The judge may give custody to one or both parents, or, in some cases, to another adult based on the
best interests of the child. Considerations include the child's health, safety and welfare, as well as any
history of abuse by one parent. For custody to be awarded to someone other than a parent, however,
the judge would have to believe that giving custody to either parent would be detrimental or harmful to
the children.

  • Joint legal custody. The parents share the right and responsibility to make important
    decisions about their children's health, education and welfare. Such decisions might include, for
    example, where the children will attend school or whether they should get braces on their teeth.

  • Sole legal custody. One parent has the right to make decisions related to the health,
    education and welfare of the children.

  • Joint physical custody. The children spend time living with each parent on a regular basis.
    This does not mean, however, that the children must spend equal amounts of time with each
    parent.

  • Sole physical custody. The child lives with one parent and the other parent has visitation.

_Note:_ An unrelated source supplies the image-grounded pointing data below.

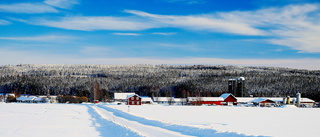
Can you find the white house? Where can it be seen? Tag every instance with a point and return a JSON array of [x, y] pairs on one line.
[[122, 97], [26, 99], [146, 100]]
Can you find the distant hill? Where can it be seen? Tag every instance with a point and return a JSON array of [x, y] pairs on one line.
[[157, 80]]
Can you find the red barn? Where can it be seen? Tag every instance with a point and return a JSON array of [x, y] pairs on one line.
[[134, 99], [229, 99], [204, 100]]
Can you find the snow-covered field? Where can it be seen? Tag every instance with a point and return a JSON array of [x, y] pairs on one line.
[[154, 120], [252, 121]]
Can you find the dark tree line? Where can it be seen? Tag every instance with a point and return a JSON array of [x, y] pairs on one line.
[[159, 80]]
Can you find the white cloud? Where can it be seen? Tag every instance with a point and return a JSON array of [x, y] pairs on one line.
[[38, 38], [29, 8], [64, 4], [164, 33], [200, 22], [127, 34], [4, 22], [30, 57], [292, 26], [95, 23], [189, 2], [95, 50]]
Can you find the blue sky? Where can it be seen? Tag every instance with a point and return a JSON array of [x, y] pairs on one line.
[[282, 33]]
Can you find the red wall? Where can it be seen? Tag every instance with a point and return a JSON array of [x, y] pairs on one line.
[[230, 99], [209, 102], [135, 100]]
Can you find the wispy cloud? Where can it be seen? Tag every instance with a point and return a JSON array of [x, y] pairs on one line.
[[29, 8], [95, 23], [200, 22], [164, 33], [95, 50], [126, 34], [4, 22], [293, 26], [190, 2], [64, 4], [38, 38], [32, 57]]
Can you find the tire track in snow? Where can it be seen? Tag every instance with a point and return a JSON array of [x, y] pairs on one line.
[[187, 130], [144, 130], [108, 128]]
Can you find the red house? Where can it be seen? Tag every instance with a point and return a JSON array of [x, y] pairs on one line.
[[229, 99], [133, 99], [204, 100]]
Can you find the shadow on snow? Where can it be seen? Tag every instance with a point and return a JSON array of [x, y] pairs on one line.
[[108, 128], [186, 130]]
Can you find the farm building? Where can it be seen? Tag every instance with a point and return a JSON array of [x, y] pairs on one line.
[[229, 99], [134, 99], [170, 101], [263, 102], [26, 99], [41, 99], [122, 97], [205, 100], [180, 101], [146, 100], [164, 100]]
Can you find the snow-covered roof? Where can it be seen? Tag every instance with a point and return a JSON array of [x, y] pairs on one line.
[[225, 95], [10, 95], [241, 78], [146, 99], [244, 99], [40, 98], [162, 99], [180, 99], [306, 100], [122, 95], [26, 98], [206, 98], [257, 100], [132, 95]]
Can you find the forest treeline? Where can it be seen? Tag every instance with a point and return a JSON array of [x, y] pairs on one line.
[[157, 80]]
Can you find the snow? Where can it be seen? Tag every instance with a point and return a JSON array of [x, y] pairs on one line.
[[52, 120], [122, 96], [205, 98], [26, 98], [256, 121]]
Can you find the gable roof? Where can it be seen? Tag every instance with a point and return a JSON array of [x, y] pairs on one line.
[[26, 98], [205, 98], [258, 100], [133, 95], [122, 95], [225, 95], [146, 99]]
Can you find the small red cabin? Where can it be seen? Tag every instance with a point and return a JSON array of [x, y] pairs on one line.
[[229, 99], [134, 99]]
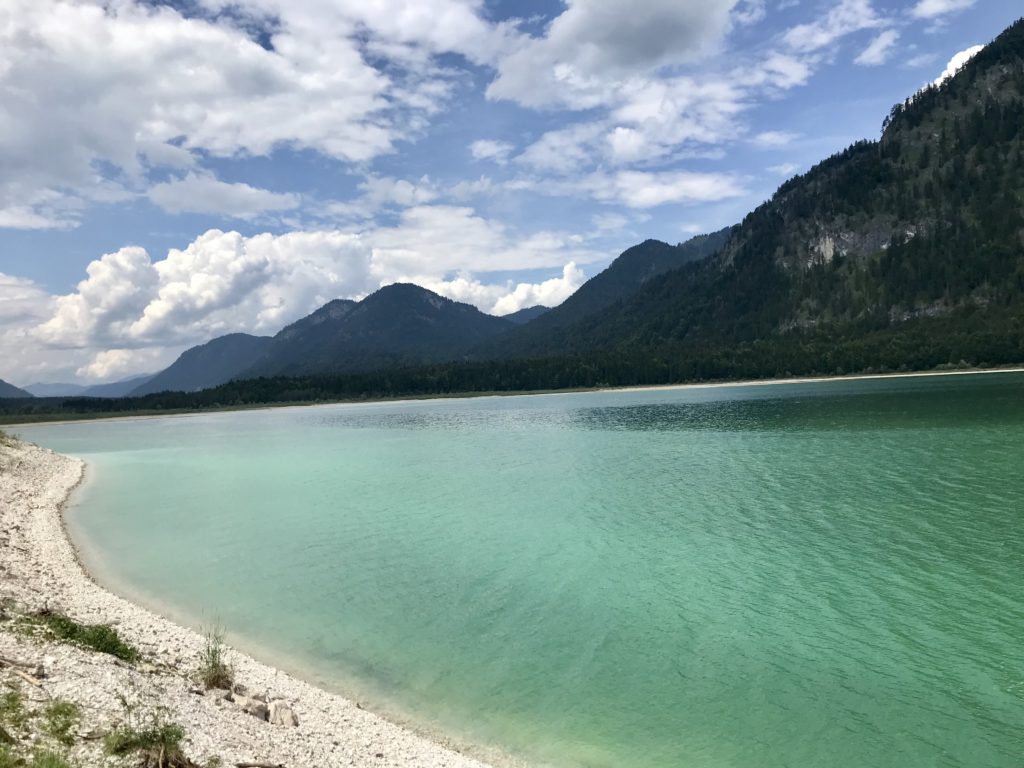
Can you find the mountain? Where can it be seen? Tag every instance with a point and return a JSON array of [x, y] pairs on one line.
[[40, 389], [114, 389], [9, 390], [206, 366], [117, 388], [525, 314], [914, 241], [627, 274], [399, 325]]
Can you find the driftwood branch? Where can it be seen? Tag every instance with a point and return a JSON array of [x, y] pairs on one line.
[[14, 663], [28, 678]]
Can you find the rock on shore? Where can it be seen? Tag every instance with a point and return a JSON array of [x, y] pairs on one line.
[[303, 725]]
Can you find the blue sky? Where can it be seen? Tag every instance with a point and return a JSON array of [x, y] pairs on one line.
[[173, 171]]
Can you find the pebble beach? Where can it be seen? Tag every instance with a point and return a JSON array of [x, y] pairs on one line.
[[39, 569]]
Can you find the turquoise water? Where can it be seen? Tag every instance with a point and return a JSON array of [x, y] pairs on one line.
[[801, 576]]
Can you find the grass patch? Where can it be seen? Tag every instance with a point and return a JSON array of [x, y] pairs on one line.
[[13, 715], [150, 739], [47, 759], [98, 637], [8, 759], [60, 719], [214, 671]]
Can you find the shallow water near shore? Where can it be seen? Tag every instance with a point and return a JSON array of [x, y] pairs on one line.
[[801, 574]]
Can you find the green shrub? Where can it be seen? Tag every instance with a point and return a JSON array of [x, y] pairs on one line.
[[157, 745], [12, 712], [47, 759], [214, 672], [99, 637]]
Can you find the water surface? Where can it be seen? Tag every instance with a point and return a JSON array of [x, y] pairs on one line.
[[800, 576]]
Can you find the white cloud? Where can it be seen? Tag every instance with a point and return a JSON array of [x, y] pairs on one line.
[[497, 152], [592, 44], [505, 298], [95, 94], [956, 62], [25, 217], [647, 189], [844, 18], [784, 169], [933, 8], [922, 59], [775, 138], [879, 50], [113, 365], [642, 189], [224, 282], [201, 193]]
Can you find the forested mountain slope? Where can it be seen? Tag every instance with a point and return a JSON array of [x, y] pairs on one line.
[[399, 325], [925, 224]]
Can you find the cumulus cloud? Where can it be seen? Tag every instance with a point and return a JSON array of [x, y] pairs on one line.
[[642, 189], [879, 50], [783, 169], [934, 8], [843, 18], [774, 138], [224, 282], [201, 193], [497, 152], [592, 43], [113, 365], [504, 298], [98, 93], [956, 62]]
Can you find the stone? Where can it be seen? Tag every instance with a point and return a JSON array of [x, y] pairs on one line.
[[282, 714], [257, 709]]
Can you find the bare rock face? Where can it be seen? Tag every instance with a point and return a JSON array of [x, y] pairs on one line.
[[282, 714], [257, 709]]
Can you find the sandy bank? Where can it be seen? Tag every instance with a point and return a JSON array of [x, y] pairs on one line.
[[38, 567]]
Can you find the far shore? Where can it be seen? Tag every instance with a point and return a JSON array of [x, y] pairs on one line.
[[524, 393]]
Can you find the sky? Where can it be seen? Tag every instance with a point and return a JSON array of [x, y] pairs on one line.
[[175, 170]]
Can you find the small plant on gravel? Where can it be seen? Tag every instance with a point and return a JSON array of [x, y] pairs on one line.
[[150, 738], [13, 716], [8, 759], [99, 637], [47, 759], [60, 719], [214, 671]]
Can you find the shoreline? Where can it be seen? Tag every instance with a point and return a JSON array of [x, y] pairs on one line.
[[483, 395], [41, 568]]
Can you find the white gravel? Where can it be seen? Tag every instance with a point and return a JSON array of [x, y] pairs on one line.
[[38, 566]]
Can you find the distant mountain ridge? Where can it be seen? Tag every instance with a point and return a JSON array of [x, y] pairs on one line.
[[215, 363], [923, 229], [521, 316], [905, 249], [624, 278], [399, 325], [9, 390]]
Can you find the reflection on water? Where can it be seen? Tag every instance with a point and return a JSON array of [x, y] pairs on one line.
[[785, 576]]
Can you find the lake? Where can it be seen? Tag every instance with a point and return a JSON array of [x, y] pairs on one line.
[[803, 574]]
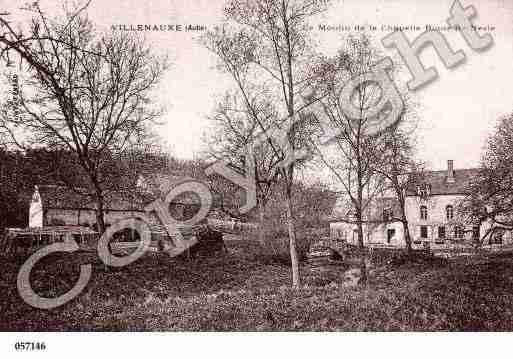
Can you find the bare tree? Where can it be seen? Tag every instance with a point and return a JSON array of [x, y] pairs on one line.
[[88, 93], [267, 41]]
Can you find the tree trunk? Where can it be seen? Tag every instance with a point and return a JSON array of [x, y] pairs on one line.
[[361, 250], [292, 238], [100, 219]]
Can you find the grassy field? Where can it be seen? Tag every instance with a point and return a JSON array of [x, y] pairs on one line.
[[234, 291]]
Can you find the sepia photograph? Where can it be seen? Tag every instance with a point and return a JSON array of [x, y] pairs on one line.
[[293, 173]]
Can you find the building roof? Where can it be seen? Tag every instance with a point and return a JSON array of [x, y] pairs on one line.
[[439, 185]]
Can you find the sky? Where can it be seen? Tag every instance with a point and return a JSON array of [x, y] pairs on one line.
[[456, 112]]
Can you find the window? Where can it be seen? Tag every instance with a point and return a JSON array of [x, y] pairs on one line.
[[498, 236], [423, 212], [449, 212], [390, 235], [459, 232]]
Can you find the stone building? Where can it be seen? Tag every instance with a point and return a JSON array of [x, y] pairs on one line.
[[431, 205]]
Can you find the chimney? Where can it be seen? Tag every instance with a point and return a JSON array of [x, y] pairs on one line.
[[450, 171]]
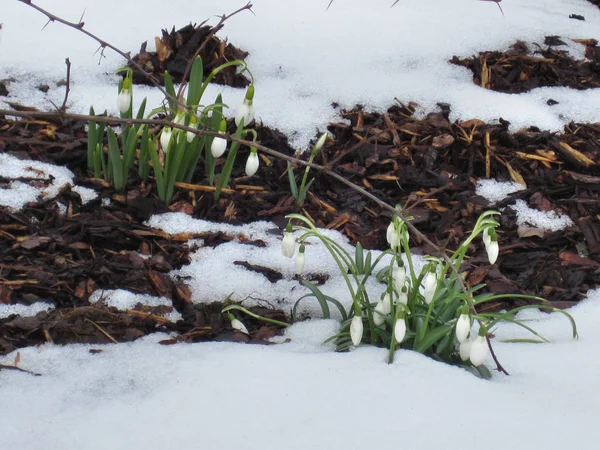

Try to keep in mind that the actual time spent with your children is probably more important than the
legal terminology used to describe the arrangement. Also, the specifics of such custody orders can
vary. For example, a judge who orders joint legal and physical custody may name one parent as the
primary caretaker and one home as the primary residence. Or, a judge might order sole physical
custody to one parent and supervised or no visitation to the other if it appears that a parent may
present a threat to the child's welfare or safety. In addition, stepparents and grandparents may be
given visitation in certain circumstances. Be clear and specific in writing your parenting plan.

Law enforcement may help you enforce a custody or visitation order, if necessary. You will need a
certified copy of the order. Or, if you are unable to locate your child, you may seek assistance from
your local district attorney. The person violating the order could possibly, at your request, be found in
contempt of court. If the other parent won't obey the order and these suggestions don't work, you may
want to consult an attorney.

It is important, too, to remember that your custody plan can be changed if it doesn't work. If your
circumstances change, you can return to court and request a change in the parenting plan even if a
temporary or permanent order has already been established. The same procedures discussed in
question
#12 would apply to such a request.

Or, if you and the other parent can reach an agreement, you may submit it to the judge and ask for a
court order. Judges often approve changes even without a hearing if you both request them.